Non si vede nella prossima generazione di giocatori un altro terzetto così eccellente, un terzetto che ha tolto più volte le castagne dal fuoco risultando decisivo per il successo statunitense: certo, ci sono campioni pronti a raccoglierne il testimone come Edwards, Holmgren, Maxey, Banchero, ma l’utilizzo minimo di Tatum (un altro dei principali candidati a succedere ai tre come leader del gruppo), l’uso da "semplice" specialista di Booker a Parigi e i continui problemi fuori dal campo di Ja Morant e Zion Williamson non lasciano alcuna certezza sulla costruzione di gruppi ugualmente corazzati per i prossimi anni. L’egemonia è a rischio.

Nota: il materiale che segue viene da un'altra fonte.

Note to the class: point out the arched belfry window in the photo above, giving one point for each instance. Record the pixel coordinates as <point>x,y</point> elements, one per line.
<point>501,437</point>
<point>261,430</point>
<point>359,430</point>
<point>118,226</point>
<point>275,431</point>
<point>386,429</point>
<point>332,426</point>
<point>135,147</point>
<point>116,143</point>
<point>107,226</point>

La globalizzazione cestistica sembra ormai inarrestabile.

Nelle ultime sei stagioni, il titolo di mvp del campionato NBA è stato assegnato a un giocatori nato fuori dai confini degli States: due volte il greco Giannis Antetokounmpo, tre volte il serbo Nikola Jokić, una volta il camerunense Joel Embiid, e alla fine gli americani lo ganno naturalizzato, approfittando della mancata qualificazione ai Giochi della nazionale africana. I leader extra-USA del campionato non finiti qui. Il nuovo che avanza è rappresentato dallo sloveno Luka Dončić, dal canadese Shai Gilgeous-Alexander fino ad arrivare alla next big thing, il francese delle meraviglie Victor Wembanyama.

C’è sempre stato un interrogativo nell’aria intorno allo storico Team USA 1992: cosa sarebbe successo se avesse dovuto sfidare una selezione della ex Jugoslavia, all’epoca da poco disgregata: come se la sarebbero cavata di fronte a Petrović e Divac, Kukoc e Djordjevic, Radja e Danilović. Oltre trent’anni dopo, con tanta acqua passata sotto i ponti nel frattempo, potremmo essere vicini più che mai a quello scenario, tanto impensabile nello scorso secolo quanto prossimo alla realtà attuale.